These are seven widow customs women are expected to follow on their husband’s departure

1. Abstinence from wearing bright colours and ornaments

The most common of all widow customs followed in India includes abstinence from wearing colourful clothes, especially bright colours and ornaments. On the death of her partner, a widow is often forced to remove all her ornaments, especially those seen as ‘symbols of marriage’, such as bangles, vermillionmangalsutra, toe ring, etc. In addition, she is given a white saree which she has to wear for the rest of her life. White is considered to be a colour of mourning.

Today in many parts, widowed women can were light pastel colours or simple clothing. However dressing up, wearing ornaments or makeup is frowned upon and will earn widows a disapproving gaze from those around them.

2. Identity renouncement

Not just physical, on widowhood, women also go through psychological abuse. Those around them constantly remind them of their widow status, and widowhood ends up becoming a big part of a woman’s identity. But what else can we expect? In our society, a woman’s qualifications, paycheck and capabilities seldom hold any value in comparison to her marital status.

3. Untouchability and Confinement

Several widows living in Northern India are ostracised. In religious households, widows are confined within their rooms. Some women follow this custom for a few months while others do so throughout their lives. When interacting with outsiders, they cover their face because they are considered as “ill omen”. Even a sight or touch of widows is believed to bring bad luck.

4. Staying away from celebrations

This is also the reason why widowed women are asked to keep away from wedding rituals and any other form of celebrations.
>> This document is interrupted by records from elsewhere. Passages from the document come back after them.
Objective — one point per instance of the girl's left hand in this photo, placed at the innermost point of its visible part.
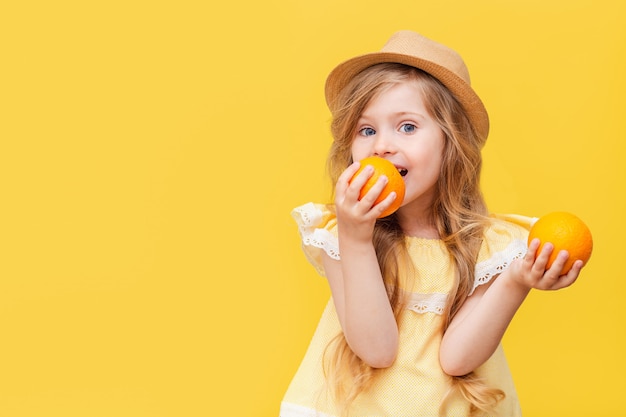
(531, 271)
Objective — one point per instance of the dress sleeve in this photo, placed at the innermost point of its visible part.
(505, 240)
(317, 226)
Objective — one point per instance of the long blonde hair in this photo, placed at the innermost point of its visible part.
(459, 214)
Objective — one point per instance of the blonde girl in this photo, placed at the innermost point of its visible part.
(421, 298)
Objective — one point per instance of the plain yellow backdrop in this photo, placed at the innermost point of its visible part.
(151, 152)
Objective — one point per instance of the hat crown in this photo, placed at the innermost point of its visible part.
(413, 44)
(412, 49)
There are many celebrations exclusive to married women in our country, like Haldi Kumkum which are discriminatory against widowed and unmarried women.

5. Leading a life of abstinence

A woman who has lost her husband is refrained from having a lover. Though the Hindu Widow Remarriage Act legalised the remarriage of Hindu widows in 1856, a widow is expected to marry out of obligation towards her family or children, not by choice of love. She is expected to have no urge for physical or emotional intimacy. In some families, it is a custom for widows to marry another male relative- their husband’s brother or cousin, an alliance fixed by their family. Do widowed women get to have a say in these decisions? Or are they forced down on them? Or are they conditioned to believed that such alliances are being made in their best interest?

6. Abandoning nonvegetarian food

We find Indian widows giving up nonvegetarian food and food items that contain spices, onion, or garlic. This is because such edibles are said to be aphrodisiac. That is, they are believed to stimulate sexual desires and a widow is supposed to stay away from such desires. Another reason is that nonvegetarian food is relatively expensive and widows are expected to live a frugal life- so spicy food or non-vegetarian food is seen as an indulgence.

7. Living in shelter homes

In towns such as Vrindavan and Varanasi, widows are sent off to shelter homes. Though women co-exist in solidarity in such ashrams, they are confined to a life of prayer and solitude. They beg alms and sing hymns in temples to earn a living. The total sum they earn at the end of the day is meager and does not benefit them.

As we move one step closer to development, let us shun all such regressive and inhuman widow customs. Let us attempt to protect the basic human rights of widows and stop punishing them for something they are not responsible for.